- Antecedent: I am at the gym and there are lots of other people nearby working out, waiting for the machines. I am finished on the elliptical. The paper towels and spray are nearby.
- Behaviour: I wet a paper towel with the spray and wipe down the elliptical.
- Consequence: I carry on with my day and avoid the disapproving looks from others (avoid punishment).
- A lot of our social norms and etiquette are followed in order to avoid punishment from our peers and members of the community. Aside from the occasional altruistic sources of reinforcement, some of us adhere to the social rules to avoid being negatively judged or excluded from "the group". The gym is a social environment full of unwritten social rules, that when broken, cause quite a stir among its members. Fail to wipe down your machine? Looks of disgust may follow. Grunt loudly as you lift weights? People may choose to workout farther away from you. Using the machines as a rest stop? Watch out for the eye rolls and not-so-subtle sighs that should indicate you are doing something wrong. I have even seen some members approach the staff to "tell on" another member failing to observe the rules of the gym.
- All of these efforts by other group members are designed to punish (i.e., decrease) the undesirable behaviour of the rule-breakers. I'm just not convinced everyone is getting *those* messages.
Congratulations! I still have a ways to go… What is your thesis on? I might like to read it, depending :D
Thank you! In our program we don’t have a thesis per say; rather we do a major research project (lit review, meta-analysis etc.) Instead of an oral defense, we had to present at our department’s research poster presentation day.
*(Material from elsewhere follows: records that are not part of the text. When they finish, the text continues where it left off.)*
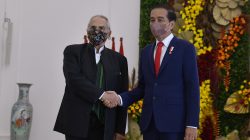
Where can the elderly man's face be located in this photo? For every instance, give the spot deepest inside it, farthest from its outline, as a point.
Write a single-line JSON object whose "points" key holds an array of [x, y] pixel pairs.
{"points": [[98, 31]]}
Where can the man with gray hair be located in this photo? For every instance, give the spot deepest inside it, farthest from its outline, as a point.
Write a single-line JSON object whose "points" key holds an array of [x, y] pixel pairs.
{"points": [[91, 70]]}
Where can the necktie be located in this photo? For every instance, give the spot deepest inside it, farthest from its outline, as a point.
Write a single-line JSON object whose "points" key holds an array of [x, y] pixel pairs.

My project was on finding the common practice elements in successful behaviour analytic treatments of aggression in children and youth with developmental disabilities. I compared the successful treatment elements across variables such as subjects’ ages group, diagnoses, treatment setting and the function of aggression.
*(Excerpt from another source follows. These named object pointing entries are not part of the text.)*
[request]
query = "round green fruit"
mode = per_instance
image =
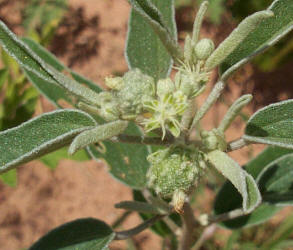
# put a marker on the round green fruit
(173, 170)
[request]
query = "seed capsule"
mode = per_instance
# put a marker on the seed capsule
(204, 48)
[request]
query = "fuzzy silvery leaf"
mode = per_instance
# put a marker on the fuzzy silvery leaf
(275, 181)
(54, 93)
(120, 152)
(40, 136)
(152, 37)
(33, 63)
(233, 111)
(81, 234)
(272, 125)
(127, 162)
(236, 38)
(141, 207)
(228, 198)
(9, 178)
(160, 227)
(267, 33)
(198, 22)
(97, 134)
(241, 180)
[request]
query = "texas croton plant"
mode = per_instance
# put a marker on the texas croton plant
(145, 125)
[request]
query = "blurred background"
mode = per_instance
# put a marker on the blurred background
(90, 36)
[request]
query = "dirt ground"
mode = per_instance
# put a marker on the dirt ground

It may not be that exciting or groundbreaking but at least it may inform clinicians on the types of effective interventions that can be applied depending on the circumstances unique to their client. This is a common-elements approach to using evidenced-based practices (Chorpita, Daleiden & Weisz, 2005).
Chorpita, B.F., Daleiden, E.L., & Weisz, J.R. (2005). Identifying and selecting the common elements of evidence based interventions: A distillation and matching model. Mental Health Services Research, 7(1), 5-20.